Spätestens nach den ungeheuren Vorwürfen der Veruntreuung von Steuermitteln gegen den ehemaligen EBS-Präsident Christopher Jahns, sei es an der Zeit gewesen, Konsequenzen zu ziehen, so Wissler. Stattdessen habe sich Ministerin Eva Kühne-Hörmann (CDU) weggeduckt und geschwiegen und noch nach Bekanntwerden der Vorwürfe Gelder an die EBS überwiesen.

Wissler: „Die Ministerin muss am Mittwoch erklären, warum der Ausschuss auf seiner letzten Sitzung nur unvollständig über die Zahlungen informiert wurde. Auch ist zu klären, wie viel Geld die Überprüfung der Mittelverwendung durch die EBS die Steuerzahler jetzt noch kosten und aus welchen Haushaltsmitteln das bestritten wird.

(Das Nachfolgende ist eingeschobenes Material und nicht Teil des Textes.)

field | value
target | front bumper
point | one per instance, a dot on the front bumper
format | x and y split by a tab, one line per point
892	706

Der ‚Fall Jahns' ist nicht nur ein Desaster für die EBS, sondern auch für CDU und FDP. Immerhin gehören u.a. der FDP-Fraktionschef im Hessischen Landtag, Florian Rentsch, und Wiesbadens OB Helmut Müller (CDU) dem Vorstand des Stiftungsrats der EBS an.

Ministerin Kühne-Hörmann muss endlich Konsequenzen ziehen und die Nibelungentreue zur EBS aufgeben."